The benefits of good colostrum management on a 100-cow dairy is worth $16,555, he estimates. “It’s probably one of the most profitable things that can be done on a farm.”

Then, he spent the next 30 minutes explaining why, asking first if anyone has ever had his cows’ colostrum checked for bacteria counts. No hands. But Leadley’s checked plenty, and a 2005 Pa. survey of colostrum collected prior to feeding calves found two-thirds of samples had coliform counts high enough to make calves sick. Some were high enough to kill calves. That’s because colostrum not fed or chilled immediately can contain environmental bacteria that double in numbers every 20 minutes.

“And we think we’re doing a good job,” Leadley said.

He emphasized the importance of rapid chilling of the colostrum, and the importance of washing the container used for colostrum, and ultimately the importance of getting that colostrum in the calf as soon as possible, not after you’re done milking the rest of the herd.

The ability of the calf to absorb antibodies in the blood drops every hour, he said. The goal should be to get that colostrum in the calf in the first two hours, when it can absorb 100 percent of the antibodies.

You can also get better by:

— Overstocking pens. Just be careful, too many cows or heifers crammed in a small space will actually cost you money.

— Staying on top of feeding plans. Feed costs in the Midwest are running close to 60 percent of total costs, so know what you’re feeding, Dickerell said. Some herds are overfeeding protein, other herds are underfeeding protein. Check your MUN (milk urea nitrogen) levels and find out where you stand.

“Work with your ration adviser,” he added. “It’s quality, quality, quality feed that makes milk.”

— Improving your transition cow management. You want her (and her calf) to hit the ground running after calving.

Also featured

The western Pa. forum featured a panel discussion with producers Brenda Irwin of Centerville, Steve Paxton of Grove City and Richard Shirey of New Bethlehem.
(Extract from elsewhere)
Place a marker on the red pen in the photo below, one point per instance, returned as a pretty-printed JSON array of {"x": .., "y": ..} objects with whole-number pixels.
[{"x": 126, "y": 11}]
The forums — which drew 87 people in western Pa. and 187 people in Harrisburg — also included sessions with University of Wisconsin ag engineer David Kammel, who served up a lot of low-cost alternatives to expensive barns and parlors; robotic technology with representatives from DeLaval and Lely USA; an update on best practice accounting by Brad Hilty from the Penn State Dairy Alliance; and renewable energy technologies, more specifically small-scale methane digesters, by Yassar Farhan from EMG International.

Pa. Secretary of Agriculture Dennis Wolff spoke at the Harrisburg forum only.